Sunday, January 16, 2011

ID & Religion - Indonesia

An Indonesian ID card, like any other around the world, tells who you are, but here it also identifies what you believe in, which can be a source of trouble if you’re a member of a faith that the state does not recognize.

Believers who do not subscribe to the six state-recognized religions will tell you this is not something they can take lightly, particularly during the birth of a child, a marriage or registering for schooling. Regulations on civil registration can prevent some from getting their rights as citizens if their are true to their religions.

“I didn’t care about ID cards until I wanted to get married,” Asep Setia Pujanegara, who has faced many challenges because of his Kaharingan religion, said at a discussion in Jakarta last week.

The 40-year-old said he had filed a complaint against Bandung’s Civil Registration Agency in 2001 for refusing to register his marriage because he was not a member of one of the six approved religions.

He says the legal process took more than six years and that he “only received a copy of the Supreme Court ruling in February 2008, even though the ruling itself was issued in March 2006.”

“During the process, my wife gave birth to our first son in September 2003. Since our marriage was, at that time, not acknowledged by the state, our son’s birth certificate only recognized my wife as his official parent.”

With the ruling in hand, the couple registered their marriage and asked authorities to amend their child’s birth records.

“That experience taught me and everyone I know that to get justice in this country, if you are a believer of an [unrecognized] faith group, one has to go through a long and complicated process.”

“It also had a social and psychological impact on me, because members of my faith group were told to always be compliant to the state. They told us that we were hare-brained,” Asep said.

Under the Constitution, only Islam, Buddhism, Hinduism, Catholicism, Protestantism and Confucianism are recognized and protected by the state. The law makes it illegal to “publicize, recommend or organize public support” for other religions or non-orthodox versions of the approved faiths.

Jakarta resident Prayogo Al Kelik, a member of the Ajisaka faith, said the government had simply put the word “group” next to the religion category when he renewed his ID card last year.

“Previously it was only a hyphen in brackets. My wife even has ‘faith’ listed as her religion. So together we form a ‘faith group,’ ” he said with a laugh.

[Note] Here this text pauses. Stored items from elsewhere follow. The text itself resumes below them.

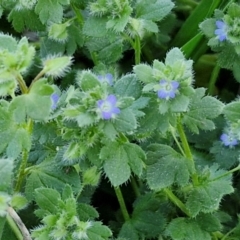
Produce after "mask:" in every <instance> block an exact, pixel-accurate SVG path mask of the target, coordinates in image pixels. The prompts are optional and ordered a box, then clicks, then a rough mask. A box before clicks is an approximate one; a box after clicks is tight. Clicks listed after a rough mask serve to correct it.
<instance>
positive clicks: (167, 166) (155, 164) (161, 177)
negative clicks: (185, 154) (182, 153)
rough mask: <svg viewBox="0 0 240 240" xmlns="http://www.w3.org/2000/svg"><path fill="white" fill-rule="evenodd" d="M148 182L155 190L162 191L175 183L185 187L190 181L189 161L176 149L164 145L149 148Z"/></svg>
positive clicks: (147, 169)
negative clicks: (181, 154)
mask: <svg viewBox="0 0 240 240" xmlns="http://www.w3.org/2000/svg"><path fill="white" fill-rule="evenodd" d="M147 156H148V158H147V161H146V165H147V181H148V185H149V187H150V188H151V189H153V190H161V189H162V188H166V187H169V186H171V185H172V184H174V183H177V184H179V185H180V186H184V185H186V184H187V183H188V180H189V170H188V168H189V167H188V163H187V160H186V159H185V158H184V157H183V156H182V155H181V154H180V153H178V152H176V151H175V150H174V149H172V148H171V147H169V146H166V145H162V144H153V145H150V146H149V149H148V155H147Z"/></svg>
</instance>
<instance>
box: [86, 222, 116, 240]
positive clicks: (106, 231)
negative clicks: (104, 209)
mask: <svg viewBox="0 0 240 240" xmlns="http://www.w3.org/2000/svg"><path fill="white" fill-rule="evenodd" d="M87 235H88V238H89V240H107V239H109V237H111V236H112V232H111V230H110V229H109V228H108V227H107V226H104V225H102V223H101V222H93V225H92V226H91V227H90V228H88V230H87Z"/></svg>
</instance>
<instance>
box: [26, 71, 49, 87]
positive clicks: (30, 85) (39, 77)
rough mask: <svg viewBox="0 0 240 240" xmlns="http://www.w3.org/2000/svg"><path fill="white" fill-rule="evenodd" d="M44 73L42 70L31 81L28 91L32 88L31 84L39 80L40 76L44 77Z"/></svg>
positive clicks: (41, 76)
mask: <svg viewBox="0 0 240 240" xmlns="http://www.w3.org/2000/svg"><path fill="white" fill-rule="evenodd" d="M45 73H46V70H45V69H43V70H41V71H40V72H39V73H38V75H37V76H36V77H35V78H34V79H33V80H32V82H31V84H30V87H29V90H30V89H31V88H32V86H33V84H34V83H35V82H36V81H37V80H38V79H40V78H41V77H42V76H44V74H45Z"/></svg>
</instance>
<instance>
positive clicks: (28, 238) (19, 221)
mask: <svg viewBox="0 0 240 240" xmlns="http://www.w3.org/2000/svg"><path fill="white" fill-rule="evenodd" d="M7 212H8V216H10V217H11V219H12V220H13V221H14V223H15V224H14V225H17V226H18V229H19V230H20V231H21V238H20V239H22V238H23V239H24V240H32V238H31V236H30V233H29V231H28V229H27V228H26V226H25V224H24V223H23V222H22V219H21V218H20V217H19V216H18V214H17V213H16V211H15V210H14V209H13V208H12V207H8V209H7ZM14 225H13V227H14V229H15V226H14ZM16 233H17V234H19V231H16ZM19 237H20V235H19Z"/></svg>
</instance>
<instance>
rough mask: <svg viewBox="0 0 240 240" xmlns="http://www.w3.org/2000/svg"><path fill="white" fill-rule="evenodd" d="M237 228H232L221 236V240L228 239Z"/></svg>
mask: <svg viewBox="0 0 240 240" xmlns="http://www.w3.org/2000/svg"><path fill="white" fill-rule="evenodd" d="M235 230H236V228H233V229H231V230H230V231H229V232H227V233H226V234H225V235H224V236H223V237H222V238H221V240H225V239H227V237H228V236H229V235H230V234H231V233H233V232H234V231H235Z"/></svg>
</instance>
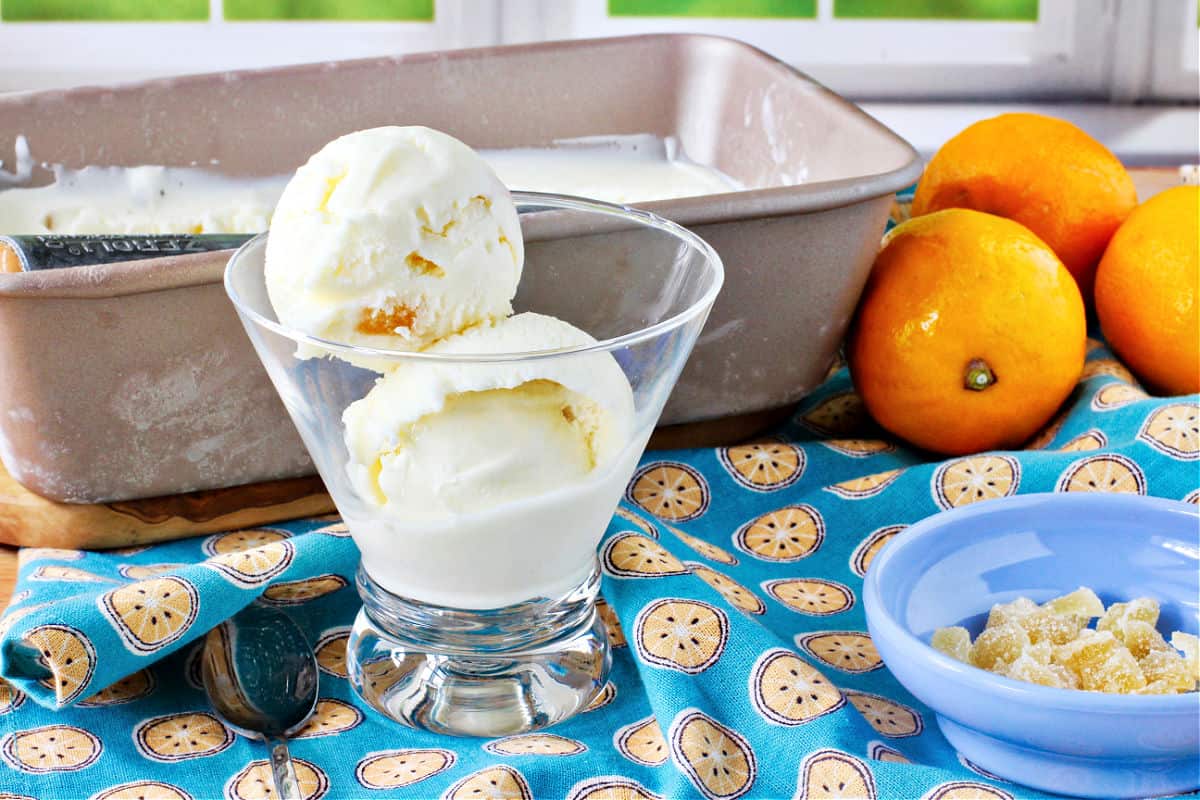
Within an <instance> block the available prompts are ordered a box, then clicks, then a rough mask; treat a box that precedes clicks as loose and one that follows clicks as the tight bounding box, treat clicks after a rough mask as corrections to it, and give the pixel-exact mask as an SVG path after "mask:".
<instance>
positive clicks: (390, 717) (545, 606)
mask: <svg viewBox="0 0 1200 800" xmlns="http://www.w3.org/2000/svg"><path fill="white" fill-rule="evenodd" d="M358 589H359V595H360V596H361V597H362V603H364V604H362V608H361V610H359V615H358V618H356V619H355V620H354V627H353V630H352V631H350V638H349V640H348V643H347V646H346V667H347V672H348V674H349V679H350V684H352V685H353V686H354V691H355V692H358V694H359V697H361V698H362V699H364V700H366V703H367V704H368V705H371V706H372V708H373V709H376V710H377V711H379V712H380V714H383V715H384V716H386V717H389V718H391V720H395V721H396V722H401V723H403V724H407V726H410V727H413V728H421V729H425V730H432V732H434V733H444V734H451V735H463V736H506V735H511V734H516V733H524V732H527V730H536V729H539V728H545V727H547V726H551V724H554V723H556V722H562V721H563V720H566V718H568V717H570V716H574V715H575V714H578V712H580V711H582V710H583V709H586V708H587V706H588V704H589V703H590V702H592V700H593V699H594V698H595V697H596V694H599V692H600V690H601V688H604V685H605V682H606V681H607V678H608V670H610V668H611V667H612V655H611V652H610V650H608V639H607V636H606V634H605V630H604V626H602V622H601V620H600V619H599V616H598V614H596V612H595V600H596V594H598V591H599V589H600V571H599V569H594V570H593V571H592V573H590V575H589V576H588V578H587V581H584V582H583V583H581V584H580V585H578V587H576V588H575V589H572V590H571V591H570V593H568V594H566V595H564V596H563V597H558V599H553V600H547V599H536V600H530V601H528V602H523V603H518V604H516V606H509V607H506V608H497V609H487V610H469V609H461V608H446V607H443V606H432V604H428V603H421V602H416V601H414V600H408V599H406V597H400V596H397V595H394V594H391V593H389V591H386V590H384V589H383V588H382V587H379V584H377V583H376V582H374V581H372V579H371V576H368V575H367V572H366V570H364V569H362V567H361V566H359V572H358Z"/></svg>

Asep said different interpretations of the law made at the local level made it difficult for people from unrecognized faith groups to register events such as child births and marriages.

“A pattern of institutionalized discrimination starts right from the beginning, when you apply for an ID card,” said Febi Yonesta of the Jakarta Legal Aid Foundation (LBH).

“Some people recommend that ‘religion’ be removed altogether from the ID card. We used to have ‘tribe’ on the cards before, but now we don’t. So why can’t we do the same with religion and remove it altogether?”

Gendro Nurhadi, head of the traditional faith group directorate at the Ministry of Culture and Tourism, acknowledged that he had received complaints from unrecognized religious groups who tried to register themselves at local administration offices.

“I would like to see where the discussion is heading. When a [decree on public administration] was issued nearly four years ago, it said the government would leave the religion section of ID cards blank in such cases. But now we see that doesn’t work on the ground,” he said.

According to Gendro, in the 1980s there were about 250 different faith groups in Indonesia.

“But we never updated the number. My directorate is trying to update our database. It’s been three years since the project began and we plan to finish it in another three years,” he said.

In theory, Indonesia acknowledges the existence of other faith groups alongside the six religions, but this is seldom true in practice. These faith groups fall under the jurisdiction of Ministry of Culture and Tourism.

Gendro also said that only traditional faith groups that have clear historical origin are recognized by the state.

Kristin Lilik, an official from the Ministry of Home Affairs, said the 2006 Law on Public Administration explained how those who did not adhere to one of the six religions could still be acknowledged as citizens.

“I perceived this as a localized problem, which we would follow through and remind people about at the local levels. Members of these groups could also ask for a statement from the local registration office if they fear being recognized as atheists,” she said.